Grèce. Communiqué de presse du Mouvement Anti-autoritaire (AK) d'Athènes


Communiqué de presse du Mouvement Anti-autoritaire (AK) d'Athènes à propos de la manifestation du 17 novembre 2014.

17 novembre 2014


« Nous l'avons vu de nos propres yeux »


Les marches « bien établies » de Polytechnique ont prouvé qu'il possède toujours certaines de ses caractéristiques originales qui viennent secouer la position commode d'être simplement un « anniversaire » des protestations pour commémorer la révolte en 1973 contre la junte grecque. (Le 17 novembre 1973, la dictature des colonels ordonnait l’évacuation de l’université Polytechnique, située au centre d’Athènes, en faisant intervenir l’armée après avoir enfoncé l’entrée principale de l’université à l’aide d’un blindé. Les manifestations qui se déroulent autour de l’École Polytechnique prennent rapidement de l’ampleur.

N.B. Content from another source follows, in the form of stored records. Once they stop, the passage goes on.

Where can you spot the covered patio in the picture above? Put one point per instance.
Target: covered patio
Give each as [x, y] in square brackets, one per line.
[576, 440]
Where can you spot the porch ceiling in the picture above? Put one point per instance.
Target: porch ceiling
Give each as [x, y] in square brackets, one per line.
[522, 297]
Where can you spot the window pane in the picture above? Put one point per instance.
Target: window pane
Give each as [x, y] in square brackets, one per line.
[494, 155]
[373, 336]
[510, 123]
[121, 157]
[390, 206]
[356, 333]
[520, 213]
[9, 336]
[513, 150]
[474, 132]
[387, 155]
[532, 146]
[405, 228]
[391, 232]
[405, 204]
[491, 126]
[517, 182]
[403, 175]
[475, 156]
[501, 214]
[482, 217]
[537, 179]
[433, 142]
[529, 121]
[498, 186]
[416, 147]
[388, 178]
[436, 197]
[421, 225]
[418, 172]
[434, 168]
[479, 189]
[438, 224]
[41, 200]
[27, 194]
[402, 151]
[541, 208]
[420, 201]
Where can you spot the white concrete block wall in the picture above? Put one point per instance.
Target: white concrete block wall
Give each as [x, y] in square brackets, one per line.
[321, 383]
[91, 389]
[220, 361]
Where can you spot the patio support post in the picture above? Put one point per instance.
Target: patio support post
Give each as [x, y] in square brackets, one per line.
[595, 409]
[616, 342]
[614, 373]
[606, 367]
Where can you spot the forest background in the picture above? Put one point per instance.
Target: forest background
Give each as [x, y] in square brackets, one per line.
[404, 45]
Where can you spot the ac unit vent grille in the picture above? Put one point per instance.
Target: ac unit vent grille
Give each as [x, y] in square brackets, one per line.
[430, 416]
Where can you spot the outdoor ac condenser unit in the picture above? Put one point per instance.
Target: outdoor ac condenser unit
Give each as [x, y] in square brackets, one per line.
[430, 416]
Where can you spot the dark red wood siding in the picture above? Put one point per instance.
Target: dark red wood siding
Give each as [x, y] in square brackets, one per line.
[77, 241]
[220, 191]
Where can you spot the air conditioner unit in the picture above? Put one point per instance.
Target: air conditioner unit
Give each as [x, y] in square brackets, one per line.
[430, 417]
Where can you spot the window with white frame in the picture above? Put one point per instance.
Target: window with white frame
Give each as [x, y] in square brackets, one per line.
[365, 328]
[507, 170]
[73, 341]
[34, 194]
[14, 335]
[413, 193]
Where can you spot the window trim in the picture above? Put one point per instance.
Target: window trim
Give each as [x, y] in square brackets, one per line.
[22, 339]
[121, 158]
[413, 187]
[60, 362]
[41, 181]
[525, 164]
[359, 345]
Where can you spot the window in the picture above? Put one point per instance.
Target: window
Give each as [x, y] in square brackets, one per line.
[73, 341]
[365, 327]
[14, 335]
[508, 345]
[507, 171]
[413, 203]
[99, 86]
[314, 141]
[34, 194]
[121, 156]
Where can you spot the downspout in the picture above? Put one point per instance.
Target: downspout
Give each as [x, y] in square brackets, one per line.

NdT)


Le nouveau totalitarisme de l’État, comme il s'incarne dans les nouvelles prisons de haute sécurité, les camps de concentration pour les immigrants et l'existence de plus de 50 prisonniers politiques, montre clairement que l'oppression étatique a une histoire ; mais aussi les mouvements sociaux, que l’État tente en vain de supprimer.


Le cortège du Mouvement Anti-autoritaire d'Athènes marcha avec deux bannières à la manifestation : « Assentiment et représentation = résignation – Démocratie directe pour une société anti-authoritaire » et « Contre la répression et l'étatisme – Pour des universités publiques, libres et sociales ». Nous avons été rejoints par nos camarades de DAF (Turquie) avec leur propre bannière en soutien à la lutte à Kobane.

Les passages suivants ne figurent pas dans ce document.